Por la noche formóse una tertulia íntima, reuniéndose en la sala toda la familia adoptiva de Erik. El señor Bredejord y el doctor empeñaron la última partida de whist, y entonces se supo que el señor Malarius era maestro en este noble juego, lo cual contribuiría a matar el tiempo agradablemente a bordo del Alaska. Por desgracia, el digno profesor declaró al mismo tiempo que, como se mareaba mucho cuando se embarcaba, érale forzoso echarse apenas ponía el pie en un buque. Para decidirle a emprender el viaje había sido necesario todo el cariño que profesaba a Erik, así comó también el incesante deseo, acariciado durante su laboriosa existencia, de agregar algunas nuevas variedades a las especies botánicas de su catálogo.

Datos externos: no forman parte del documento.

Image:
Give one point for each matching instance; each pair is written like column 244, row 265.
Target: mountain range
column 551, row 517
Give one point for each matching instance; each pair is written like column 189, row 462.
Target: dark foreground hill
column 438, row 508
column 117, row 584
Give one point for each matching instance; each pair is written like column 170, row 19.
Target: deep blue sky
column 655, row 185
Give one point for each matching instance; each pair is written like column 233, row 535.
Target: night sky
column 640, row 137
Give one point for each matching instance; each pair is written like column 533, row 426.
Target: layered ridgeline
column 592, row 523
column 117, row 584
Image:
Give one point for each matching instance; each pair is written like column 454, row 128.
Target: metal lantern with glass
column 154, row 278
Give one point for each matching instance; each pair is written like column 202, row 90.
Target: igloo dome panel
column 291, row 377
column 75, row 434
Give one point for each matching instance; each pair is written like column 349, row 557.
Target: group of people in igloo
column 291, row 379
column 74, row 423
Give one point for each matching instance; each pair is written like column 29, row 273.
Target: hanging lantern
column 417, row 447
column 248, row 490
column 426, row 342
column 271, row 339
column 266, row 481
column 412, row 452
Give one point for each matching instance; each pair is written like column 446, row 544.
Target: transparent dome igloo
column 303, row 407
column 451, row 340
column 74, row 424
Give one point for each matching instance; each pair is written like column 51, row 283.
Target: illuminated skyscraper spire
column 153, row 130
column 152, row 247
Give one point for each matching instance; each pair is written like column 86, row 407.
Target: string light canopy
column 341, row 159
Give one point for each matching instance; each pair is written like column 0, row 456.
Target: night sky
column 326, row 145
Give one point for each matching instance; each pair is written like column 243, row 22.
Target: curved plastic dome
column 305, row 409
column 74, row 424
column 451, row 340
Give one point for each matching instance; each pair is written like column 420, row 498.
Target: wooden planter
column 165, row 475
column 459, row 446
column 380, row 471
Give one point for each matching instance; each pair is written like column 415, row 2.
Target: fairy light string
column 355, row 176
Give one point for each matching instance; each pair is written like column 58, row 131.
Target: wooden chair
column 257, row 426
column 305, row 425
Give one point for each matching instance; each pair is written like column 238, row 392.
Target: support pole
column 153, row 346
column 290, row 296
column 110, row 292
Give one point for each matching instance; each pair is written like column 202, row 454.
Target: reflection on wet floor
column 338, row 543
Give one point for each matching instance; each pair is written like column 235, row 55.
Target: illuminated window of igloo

Después del whist hubo un poco de música: Kajsa tocó, con aire desdeñoso un vals a la moda; Vanda cantó con admirable tono y dulcísima voz una antigua melodía escandinava, y después sirvióse el te con un bol de poncho para brindar por el buen éxito de la expedición. Erik observó que Kajsa rehuía tocar su vaso.

-¿No brindará usted por el éxito de nuestra expedición? preguntó a media voz.

-¿A qué brindar por lo que no se espera? contestó la joven.